4.6.1 Festsetzung des Bußgeldes
Die Anhörung derjenigen, gegen die das Bußgeldverfahren eingeleitet werden soll, erfolgt durch die Schule. Diese leitet dann die Versäumnisanzeige, eine Kopie des Anhörungsschreibens und eine Kopie des evtl. ausgefüllten Anhörungsbogens an die Bezirksregierung weiter.
Die Bezirksregierung wägt ab, ob ein Bußgeldverfahren geeignet ist, das Ziel eines regelmäßigen Schulbesuchs zu erreichen, und ob der Einsatz der dazu erforderlichen Mittel in einem angemessenen Verhältnis zu den Erfolgsaussichten steht (§126 Abs. 3 SchulG i.V. m. § 47 Abs. 1 OWiG).
Das Bußgeld kann bis 1.000 Euro festgesetzt werden. Bei unzulässiger Ferienverlängerung ist mit einem Bußgeld von 10 bis 80 Euro je unentschuldigtem Fehltag zu rechnen.
4.6.2 Verfahren bei Nichtzahlung des Bußgeldes
Wenn das von der Bezirksregierung festgesetzte Bußgeld von den Betroffenen nicht fristgerecht gezahlt wird, ergeben sich folgende Konsequenzen:
- von Schüler/innen, die das 14. Lebensjahr vollendet haben und noch eine Vollzeitschule besuchen, werden die Unterlagen dem örtlichen Jugendrichter zugeleitet, der durch Beschluss eine Arbeitsauflage verhängen kann (§ 98 OWiG: Ableisten von Sozialstunden). Jugendarrest kann verhängt werden, wenn die Sozialstunden nicht geleistet werden;
- ebenso wird bei berufsschulpflichtigen Schüler/innen verfahren, die kein Berufsausbildungsverhältnis eingegangen sind;
- bei berufsschulpflichtigen Schüler/innen, die eine Berufsausbildung durchlaufen, erfolgt diese Maßnahme bis zum 21. Lebensjahr;
- bei berufsschulpflichtigen Schüler/innen, die älter als 21 Jahre sind, wird versucht, durch Mahnverfahren der Landeskasse und Einschalten des Gerichtsvollziehers die Zahlung zu erreichen. Dabei sind die Pfändungsschutzvorschriften einzuhalten;
- Eltern oder Arbeitgeber werden ebenfalls durch das Mahnverfahren und - im Fall der Nichtzahlung - durch den Gerichtsvollzieher zur Zahlung aufgefordert.

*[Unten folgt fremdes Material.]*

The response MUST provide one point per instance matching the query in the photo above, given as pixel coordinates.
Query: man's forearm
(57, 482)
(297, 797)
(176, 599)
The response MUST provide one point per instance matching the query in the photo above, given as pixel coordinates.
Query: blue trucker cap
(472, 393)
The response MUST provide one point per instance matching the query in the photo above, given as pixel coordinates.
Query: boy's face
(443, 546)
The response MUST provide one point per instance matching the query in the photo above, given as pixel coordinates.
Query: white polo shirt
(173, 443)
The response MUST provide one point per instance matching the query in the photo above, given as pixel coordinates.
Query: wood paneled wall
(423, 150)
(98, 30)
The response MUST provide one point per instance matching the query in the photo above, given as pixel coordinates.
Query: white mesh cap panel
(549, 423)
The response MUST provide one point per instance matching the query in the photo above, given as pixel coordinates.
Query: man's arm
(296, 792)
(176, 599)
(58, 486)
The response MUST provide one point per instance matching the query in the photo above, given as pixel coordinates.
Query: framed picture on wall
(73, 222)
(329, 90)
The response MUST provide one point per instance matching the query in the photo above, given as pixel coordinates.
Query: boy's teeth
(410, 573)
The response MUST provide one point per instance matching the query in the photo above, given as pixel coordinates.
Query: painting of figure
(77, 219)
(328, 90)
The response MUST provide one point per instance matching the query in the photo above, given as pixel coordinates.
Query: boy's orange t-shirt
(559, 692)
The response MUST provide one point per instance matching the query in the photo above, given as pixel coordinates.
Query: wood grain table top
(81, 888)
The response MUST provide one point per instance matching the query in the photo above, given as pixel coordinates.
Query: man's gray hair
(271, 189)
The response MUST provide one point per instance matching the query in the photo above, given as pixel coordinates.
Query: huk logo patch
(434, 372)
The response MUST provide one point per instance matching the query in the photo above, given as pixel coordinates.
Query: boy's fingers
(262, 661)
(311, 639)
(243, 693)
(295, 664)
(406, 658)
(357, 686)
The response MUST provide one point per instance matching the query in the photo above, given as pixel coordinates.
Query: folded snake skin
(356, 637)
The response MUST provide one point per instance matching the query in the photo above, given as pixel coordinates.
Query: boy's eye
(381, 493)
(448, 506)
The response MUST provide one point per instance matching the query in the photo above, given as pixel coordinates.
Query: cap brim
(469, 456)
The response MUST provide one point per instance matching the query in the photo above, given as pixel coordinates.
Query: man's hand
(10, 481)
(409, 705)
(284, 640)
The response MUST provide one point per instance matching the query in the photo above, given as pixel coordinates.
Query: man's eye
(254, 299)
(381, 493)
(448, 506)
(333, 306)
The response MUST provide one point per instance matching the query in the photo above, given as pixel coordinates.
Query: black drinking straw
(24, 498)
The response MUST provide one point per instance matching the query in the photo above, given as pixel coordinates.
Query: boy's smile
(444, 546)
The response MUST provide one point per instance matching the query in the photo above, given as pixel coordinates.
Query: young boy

Sofern ein Betroffener Einspruch gegen den Bußgeldbescheid einlegt, leitet die Bezirksregierung die Unterlagen an das Amtsgericht weiter, wenn sie dem Einspruch nicht stattgibt. In diesem Fall entscheidet das Amtsgericht.
Der Beitrag wurde im Dezember 2023 umfangreich aktualisiert und inhaltlich deutlich erweitert. Somit weicht er auch inhaltlich von der gedruckten Fassung der Ausgabe 1/2014 (Januar 2014) des Recht-Informationsdienstes ab.